This is what the LORD says:
"Stand at the crossroads and look; ask for the ancient paths,
ask where the good way is, and walk in it,
and you will find rest for your souls."
Jer 6:16

Om nama shivaya

Om nama shivaya

Saturday, May 12, 2012

Will Andrew Cohen never go away? Sure will...

Interesting how a mean-spirited attack on Andrew Cohen (by me) in response to a mildly positive blog-posting by someone I’ve never heard of, can lead back to a re-evaluation of my time with Andrew and the five years since I left.

What was positive about the experience?

Without doubt the discipline (which I’ve mostly discarded in my spiritual life at least, but then my lack of spiritual discipline has made some relaxed space in which God can do His work).

Without doubt the experience of enlightened communication. When human beings come together with their focus and intent on what can be created between and beyond them something incredible can happen. EC as taught by Chris Parrish in the context of EE, talks of communication beyond ego, which in EE is synonymous with beyond the personal. Yet, I’ve come in my re-Christianized perspective, to believe that the image in which we are created is personal (God is personal) and the purpose and goal of spiritual growth is the divinization of the personal and the creation of the interpersonal. Andrew put a stop to EC because it was a successful practice that created an authentic free space in which he had no authority. So what would happen if EC was practiced with the engagement of the personal, not with the goal of going beyond ego, but of transforming (divinizing) the personal? What happened with EC at its most powerful, I described as a kind of Pentecost.

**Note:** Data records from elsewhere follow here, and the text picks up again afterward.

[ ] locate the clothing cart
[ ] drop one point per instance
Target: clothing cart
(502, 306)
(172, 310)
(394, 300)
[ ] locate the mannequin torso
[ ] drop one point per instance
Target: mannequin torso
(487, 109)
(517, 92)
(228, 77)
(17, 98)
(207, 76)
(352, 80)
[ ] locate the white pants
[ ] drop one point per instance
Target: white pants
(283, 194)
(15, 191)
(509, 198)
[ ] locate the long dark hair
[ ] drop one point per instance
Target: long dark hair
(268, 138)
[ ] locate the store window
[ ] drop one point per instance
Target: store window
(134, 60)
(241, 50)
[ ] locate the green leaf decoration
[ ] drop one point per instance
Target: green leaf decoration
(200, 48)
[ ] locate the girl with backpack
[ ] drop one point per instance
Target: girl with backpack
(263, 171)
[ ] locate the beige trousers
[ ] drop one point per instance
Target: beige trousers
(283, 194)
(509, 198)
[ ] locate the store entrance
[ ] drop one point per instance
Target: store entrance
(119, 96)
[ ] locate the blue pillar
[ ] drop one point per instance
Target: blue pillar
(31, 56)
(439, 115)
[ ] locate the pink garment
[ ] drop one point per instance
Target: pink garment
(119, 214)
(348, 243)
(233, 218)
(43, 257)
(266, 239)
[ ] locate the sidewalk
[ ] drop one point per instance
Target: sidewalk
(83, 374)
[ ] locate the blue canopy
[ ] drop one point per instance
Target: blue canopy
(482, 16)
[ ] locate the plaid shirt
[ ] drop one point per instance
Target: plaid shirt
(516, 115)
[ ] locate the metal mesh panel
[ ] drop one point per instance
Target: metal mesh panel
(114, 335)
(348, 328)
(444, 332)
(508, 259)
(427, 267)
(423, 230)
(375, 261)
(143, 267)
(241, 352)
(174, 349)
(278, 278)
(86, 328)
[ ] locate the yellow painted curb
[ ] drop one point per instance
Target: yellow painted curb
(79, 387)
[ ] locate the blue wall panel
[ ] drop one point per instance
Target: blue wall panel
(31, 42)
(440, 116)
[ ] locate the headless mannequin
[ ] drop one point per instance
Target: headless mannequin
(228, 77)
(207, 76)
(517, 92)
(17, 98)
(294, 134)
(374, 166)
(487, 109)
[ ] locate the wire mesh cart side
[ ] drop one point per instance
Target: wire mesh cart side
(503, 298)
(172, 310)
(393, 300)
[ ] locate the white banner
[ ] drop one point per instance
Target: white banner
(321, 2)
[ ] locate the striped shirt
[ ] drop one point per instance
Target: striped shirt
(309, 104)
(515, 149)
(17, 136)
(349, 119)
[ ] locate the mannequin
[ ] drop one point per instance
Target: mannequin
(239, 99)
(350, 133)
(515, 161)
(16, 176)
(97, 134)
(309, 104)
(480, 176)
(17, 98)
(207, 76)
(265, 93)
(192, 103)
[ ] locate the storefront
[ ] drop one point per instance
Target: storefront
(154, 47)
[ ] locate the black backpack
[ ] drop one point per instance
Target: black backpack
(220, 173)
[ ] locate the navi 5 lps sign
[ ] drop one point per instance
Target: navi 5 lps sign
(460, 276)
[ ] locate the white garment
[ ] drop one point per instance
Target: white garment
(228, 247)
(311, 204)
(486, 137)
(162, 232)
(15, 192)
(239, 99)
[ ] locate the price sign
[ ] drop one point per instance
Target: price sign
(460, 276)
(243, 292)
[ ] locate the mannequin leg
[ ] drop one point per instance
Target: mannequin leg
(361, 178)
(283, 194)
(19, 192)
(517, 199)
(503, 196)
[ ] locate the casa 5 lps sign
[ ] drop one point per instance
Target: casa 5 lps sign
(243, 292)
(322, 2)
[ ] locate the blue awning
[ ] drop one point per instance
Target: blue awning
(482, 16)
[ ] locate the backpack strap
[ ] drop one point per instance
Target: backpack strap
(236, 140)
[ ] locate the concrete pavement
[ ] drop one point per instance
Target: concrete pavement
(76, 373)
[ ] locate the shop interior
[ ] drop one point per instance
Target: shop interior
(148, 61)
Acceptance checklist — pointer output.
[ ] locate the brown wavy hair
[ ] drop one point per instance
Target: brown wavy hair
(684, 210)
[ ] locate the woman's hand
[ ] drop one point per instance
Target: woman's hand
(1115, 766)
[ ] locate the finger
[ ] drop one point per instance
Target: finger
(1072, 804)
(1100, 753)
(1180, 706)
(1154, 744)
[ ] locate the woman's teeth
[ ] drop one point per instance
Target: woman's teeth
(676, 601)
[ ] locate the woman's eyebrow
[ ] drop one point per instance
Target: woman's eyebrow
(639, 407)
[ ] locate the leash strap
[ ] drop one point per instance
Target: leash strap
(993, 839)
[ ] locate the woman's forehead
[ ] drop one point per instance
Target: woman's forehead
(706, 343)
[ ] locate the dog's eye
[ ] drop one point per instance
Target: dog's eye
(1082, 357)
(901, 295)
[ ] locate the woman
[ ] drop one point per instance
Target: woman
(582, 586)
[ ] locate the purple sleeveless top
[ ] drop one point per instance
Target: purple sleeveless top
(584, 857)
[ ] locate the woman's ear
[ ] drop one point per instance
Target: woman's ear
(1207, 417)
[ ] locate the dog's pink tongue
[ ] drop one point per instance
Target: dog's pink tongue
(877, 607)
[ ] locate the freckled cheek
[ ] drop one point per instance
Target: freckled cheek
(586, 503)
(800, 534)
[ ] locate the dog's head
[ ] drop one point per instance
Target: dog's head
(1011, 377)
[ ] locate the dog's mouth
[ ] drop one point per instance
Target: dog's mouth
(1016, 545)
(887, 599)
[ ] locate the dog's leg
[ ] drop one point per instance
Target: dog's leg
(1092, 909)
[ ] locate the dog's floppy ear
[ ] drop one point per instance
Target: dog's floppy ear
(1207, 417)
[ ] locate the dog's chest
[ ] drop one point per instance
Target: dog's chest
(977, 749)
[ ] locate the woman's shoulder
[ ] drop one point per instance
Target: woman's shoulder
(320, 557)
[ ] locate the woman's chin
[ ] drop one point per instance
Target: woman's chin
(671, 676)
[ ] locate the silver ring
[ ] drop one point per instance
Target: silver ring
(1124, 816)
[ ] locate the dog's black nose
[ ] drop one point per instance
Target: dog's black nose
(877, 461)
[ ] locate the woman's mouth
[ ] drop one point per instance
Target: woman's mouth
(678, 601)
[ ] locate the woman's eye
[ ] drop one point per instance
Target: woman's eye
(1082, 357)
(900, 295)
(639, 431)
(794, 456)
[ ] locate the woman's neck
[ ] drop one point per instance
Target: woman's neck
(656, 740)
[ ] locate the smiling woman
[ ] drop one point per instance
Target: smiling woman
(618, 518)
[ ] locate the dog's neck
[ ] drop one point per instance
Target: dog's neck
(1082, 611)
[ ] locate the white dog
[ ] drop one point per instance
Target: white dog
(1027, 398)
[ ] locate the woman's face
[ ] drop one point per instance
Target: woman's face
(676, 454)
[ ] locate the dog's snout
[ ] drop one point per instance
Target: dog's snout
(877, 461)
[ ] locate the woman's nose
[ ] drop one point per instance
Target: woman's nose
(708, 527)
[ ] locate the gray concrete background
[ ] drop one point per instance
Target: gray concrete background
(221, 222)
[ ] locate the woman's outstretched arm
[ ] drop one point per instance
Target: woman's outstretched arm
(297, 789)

Spirit manifest between people. How might that be brought to bear in personal transformation.

What was negative?

The absolute denial of the personal.

The absolute denial of doubt and the obsession with certainty. The systematic suppression of anything that even remotely contradicted Andrew. Interesting that a teaching that is supposed to be about creating the new is so obsessive about squashing doubt in its practitioners. (Grapple with your doubt, be ferocious with your doubt. Pull everything apart, look through the cracks, under the blankets, The abuse.

The abuse.

The abuse. You haven’t lived till you see a bunch of otherwise mature and intelligent people fall over themselves trying to please a guru who might turn on them at any time. The guru’s love is ALWAYS conditional on the student earning it. All that waiting about, in hallways, in streets, in stairwells, with groups of students waiting for the precious audience with the guru. And Andrew was ALWAYS late for meetings with his students, and always the threat that it MIGHT NOT HAPPEN. The obsessive assumption of blame for ANY FAILURE by the student. A teacher with so many failed students might be thought not to be a great teacher, but in this teaching (like in all good cults) the teacher is perfect and the students self-flagellating.

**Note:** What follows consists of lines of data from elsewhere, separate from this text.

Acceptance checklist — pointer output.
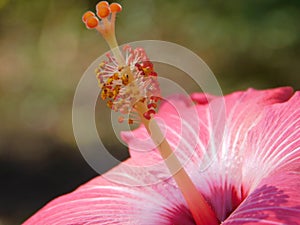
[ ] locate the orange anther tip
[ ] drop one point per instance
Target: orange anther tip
(103, 11)
(102, 4)
(86, 15)
(115, 7)
(92, 22)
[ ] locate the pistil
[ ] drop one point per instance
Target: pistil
(127, 89)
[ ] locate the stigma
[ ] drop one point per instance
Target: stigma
(126, 78)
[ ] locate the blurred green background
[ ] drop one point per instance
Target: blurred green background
(45, 49)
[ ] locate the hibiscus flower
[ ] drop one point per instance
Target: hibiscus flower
(198, 167)
(254, 179)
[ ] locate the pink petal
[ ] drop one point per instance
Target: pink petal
(101, 201)
(275, 201)
(260, 147)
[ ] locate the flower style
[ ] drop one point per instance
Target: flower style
(253, 171)
(254, 179)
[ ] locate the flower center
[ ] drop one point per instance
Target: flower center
(129, 84)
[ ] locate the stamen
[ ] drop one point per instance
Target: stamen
(129, 84)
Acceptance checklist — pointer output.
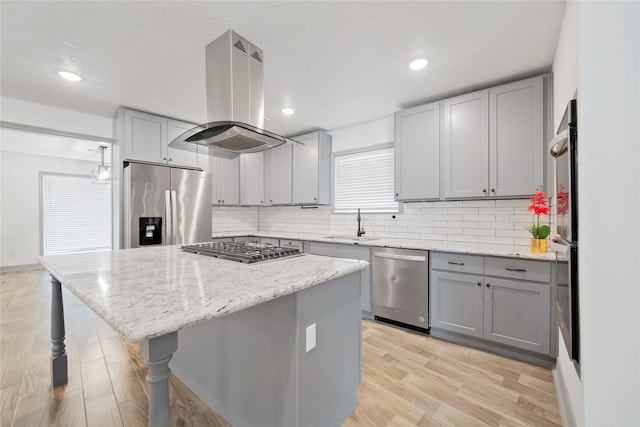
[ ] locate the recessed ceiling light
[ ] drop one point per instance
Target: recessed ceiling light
(69, 76)
(418, 64)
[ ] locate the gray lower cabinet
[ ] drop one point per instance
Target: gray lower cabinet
(517, 313)
(507, 302)
(457, 303)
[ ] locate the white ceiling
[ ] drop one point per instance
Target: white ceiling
(338, 63)
(42, 144)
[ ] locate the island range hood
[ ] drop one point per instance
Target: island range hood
(235, 101)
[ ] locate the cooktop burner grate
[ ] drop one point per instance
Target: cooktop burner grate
(241, 251)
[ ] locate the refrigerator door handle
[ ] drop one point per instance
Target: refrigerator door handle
(168, 219)
(174, 217)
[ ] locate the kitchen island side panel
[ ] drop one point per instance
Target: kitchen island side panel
(251, 367)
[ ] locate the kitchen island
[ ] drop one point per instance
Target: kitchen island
(229, 316)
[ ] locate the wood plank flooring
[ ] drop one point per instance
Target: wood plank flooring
(408, 379)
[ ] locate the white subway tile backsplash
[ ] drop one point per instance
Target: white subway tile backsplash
(479, 232)
(479, 203)
(479, 217)
(483, 221)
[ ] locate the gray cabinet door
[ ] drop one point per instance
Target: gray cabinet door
(456, 303)
(518, 313)
(176, 156)
(311, 180)
(277, 175)
(305, 170)
(516, 138)
(466, 145)
(417, 153)
(362, 254)
(226, 186)
(145, 137)
(251, 179)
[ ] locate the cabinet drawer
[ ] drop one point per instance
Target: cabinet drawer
(513, 268)
(296, 244)
(457, 262)
(269, 241)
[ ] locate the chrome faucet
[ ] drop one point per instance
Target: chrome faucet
(360, 229)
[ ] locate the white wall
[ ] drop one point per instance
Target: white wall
(565, 84)
(20, 203)
(609, 203)
(29, 113)
(363, 135)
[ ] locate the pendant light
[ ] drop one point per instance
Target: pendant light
(102, 173)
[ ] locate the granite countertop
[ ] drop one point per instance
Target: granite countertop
(148, 292)
(510, 251)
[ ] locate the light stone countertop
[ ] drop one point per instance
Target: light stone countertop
(149, 292)
(499, 250)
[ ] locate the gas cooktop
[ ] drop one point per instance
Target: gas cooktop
(241, 251)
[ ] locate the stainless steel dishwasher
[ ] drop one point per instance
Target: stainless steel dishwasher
(401, 286)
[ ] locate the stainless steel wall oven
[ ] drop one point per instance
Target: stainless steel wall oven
(564, 149)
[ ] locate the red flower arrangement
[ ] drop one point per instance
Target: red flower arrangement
(538, 207)
(563, 203)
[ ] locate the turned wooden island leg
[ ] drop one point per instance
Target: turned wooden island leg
(157, 353)
(58, 351)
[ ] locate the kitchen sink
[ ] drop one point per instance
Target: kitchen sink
(356, 238)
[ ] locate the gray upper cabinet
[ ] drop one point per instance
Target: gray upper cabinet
(277, 175)
(311, 181)
(146, 138)
(417, 153)
(226, 176)
(251, 179)
(516, 138)
(493, 141)
(466, 145)
(176, 156)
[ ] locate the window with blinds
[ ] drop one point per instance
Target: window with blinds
(76, 214)
(364, 180)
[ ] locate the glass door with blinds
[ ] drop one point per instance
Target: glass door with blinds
(75, 214)
(364, 180)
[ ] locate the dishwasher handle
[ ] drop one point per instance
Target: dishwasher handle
(416, 258)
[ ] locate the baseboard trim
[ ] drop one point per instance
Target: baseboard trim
(566, 414)
(10, 268)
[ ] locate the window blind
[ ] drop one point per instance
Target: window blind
(76, 214)
(364, 180)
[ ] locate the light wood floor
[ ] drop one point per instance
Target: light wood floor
(408, 379)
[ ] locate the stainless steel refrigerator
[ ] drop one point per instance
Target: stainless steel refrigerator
(165, 205)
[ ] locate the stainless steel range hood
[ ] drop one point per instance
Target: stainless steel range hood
(235, 101)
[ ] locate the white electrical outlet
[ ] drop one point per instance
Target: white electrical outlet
(311, 337)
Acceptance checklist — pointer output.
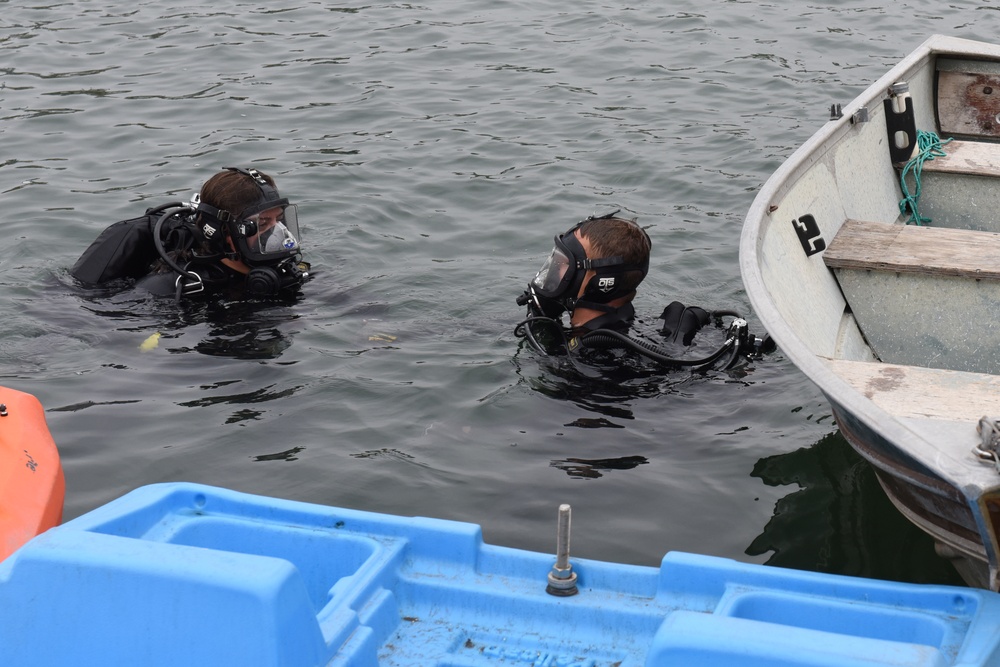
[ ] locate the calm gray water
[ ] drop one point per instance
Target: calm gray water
(434, 150)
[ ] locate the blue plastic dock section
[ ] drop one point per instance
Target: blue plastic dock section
(183, 574)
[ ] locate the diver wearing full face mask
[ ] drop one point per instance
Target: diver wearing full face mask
(592, 274)
(236, 234)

The lies – the private ridicule of Deepak Chopra – the public adulation. Amy Edelstein’s denial that Andrew ever asked students to prostrate themselves to his picture, when not one minute of practice was ever done without his blessing. I could go on, but hardly seems worthwhile.

On balance not much to say for Andrew. Hard to believe that after 25 years as absolute ruler that he's really changing his ways. The senior students are the same people who grappled their way to the top in the years of abuse. They've learned everything they know from Andrew, what are they going to do different?

I would still love to engage in EC again, but can't imagine doing it with Andrew's students (even if they were allowed to). But God's there every day now, not dependent on the will of the guru. With God there every day, there's less need to seek after those peak experiences (though they are awfully fun). Religion needs to evolve, and the evolution is in progress, just how do we engage with God in that evolution?